One of Porto’s worst defeats came at the hands of AEK Athens in the first round proper back in the 1978/79 tournament. It looked like a relatively easy draw for the Portuguese side, and perhaps they had gone into the first leg with a little complacency. But they were swiftly brought back down to earth as they were smashed 6-1 by the Greeks, with the match, even the tie, basically over by half time as the home side were 4-0 up. Porto hit back in the second leg, which they won 4-1, but it was too little, too late and they crashed out in embarrassment.
They also suffered something of a cupset even further back in the 1959/60 season when they were ejected from the European Cup in the Preliminary Round at the hands of Inter… but not that Inter; rather it was Inter Bratislava from Slovakia. The minnows won 2-1 on home soil and everyone expected the Portuguese side to get back into it in the second leg. It didn’t pan out like that though as the Slovakians won 2-0 in Porto to progress to the first round where they gave Rangers a good run for their money (eventually losing 5-4 on aggregate).
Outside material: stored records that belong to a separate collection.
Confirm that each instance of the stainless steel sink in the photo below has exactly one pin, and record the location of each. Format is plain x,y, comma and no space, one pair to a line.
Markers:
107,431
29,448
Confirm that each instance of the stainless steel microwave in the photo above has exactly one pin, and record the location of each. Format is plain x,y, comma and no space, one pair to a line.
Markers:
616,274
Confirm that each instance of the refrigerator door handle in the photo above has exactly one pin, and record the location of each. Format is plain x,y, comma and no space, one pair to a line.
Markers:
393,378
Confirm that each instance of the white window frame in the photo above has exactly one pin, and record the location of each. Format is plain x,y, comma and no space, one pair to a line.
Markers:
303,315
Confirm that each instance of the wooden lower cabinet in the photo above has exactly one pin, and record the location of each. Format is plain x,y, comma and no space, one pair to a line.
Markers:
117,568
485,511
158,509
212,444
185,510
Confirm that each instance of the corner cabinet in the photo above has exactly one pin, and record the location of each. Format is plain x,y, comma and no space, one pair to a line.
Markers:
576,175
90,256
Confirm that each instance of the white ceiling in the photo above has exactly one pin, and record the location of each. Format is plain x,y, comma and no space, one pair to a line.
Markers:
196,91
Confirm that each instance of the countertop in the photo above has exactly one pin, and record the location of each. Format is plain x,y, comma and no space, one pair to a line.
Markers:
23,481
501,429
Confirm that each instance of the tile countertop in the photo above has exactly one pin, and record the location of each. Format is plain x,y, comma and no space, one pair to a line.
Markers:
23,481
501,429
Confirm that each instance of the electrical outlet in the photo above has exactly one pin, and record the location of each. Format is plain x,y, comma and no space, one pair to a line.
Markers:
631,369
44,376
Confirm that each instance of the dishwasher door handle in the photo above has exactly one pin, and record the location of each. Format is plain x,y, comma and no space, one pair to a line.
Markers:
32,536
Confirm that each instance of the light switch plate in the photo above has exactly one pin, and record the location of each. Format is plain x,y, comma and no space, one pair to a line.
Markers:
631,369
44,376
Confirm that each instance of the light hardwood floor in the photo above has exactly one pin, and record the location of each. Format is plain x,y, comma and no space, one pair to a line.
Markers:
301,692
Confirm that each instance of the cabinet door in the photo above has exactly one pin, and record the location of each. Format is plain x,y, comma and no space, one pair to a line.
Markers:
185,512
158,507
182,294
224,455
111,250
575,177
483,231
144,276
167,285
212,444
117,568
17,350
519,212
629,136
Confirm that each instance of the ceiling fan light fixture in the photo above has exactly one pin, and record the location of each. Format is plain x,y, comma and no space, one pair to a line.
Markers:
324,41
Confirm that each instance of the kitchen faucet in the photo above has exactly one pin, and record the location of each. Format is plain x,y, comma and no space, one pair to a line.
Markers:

More recently, in the Champions League era, Porto suffered the indignity of being knocked out in the third qualifying round in the 2019/20 campaign, not even making it to the Group Stage. They faced Krasnodar of Russia, a club that had only been founded in 2008. Porto won the first leg 1-0 away from home but had a complete collapse in the first half of the second leg at the Estádio do Dragão where they were 3-0 down after just 34 minutes. They battled back to 3-2, but ultimately, they fell short and the Russians went through on the away goals rule, much to the dismay of Porto boss Sérgio Conceição. Krasnodar lost 6-1 on aggregate to Olympiacos in the Play-off Round, perhaps showing just how poor Porto had been.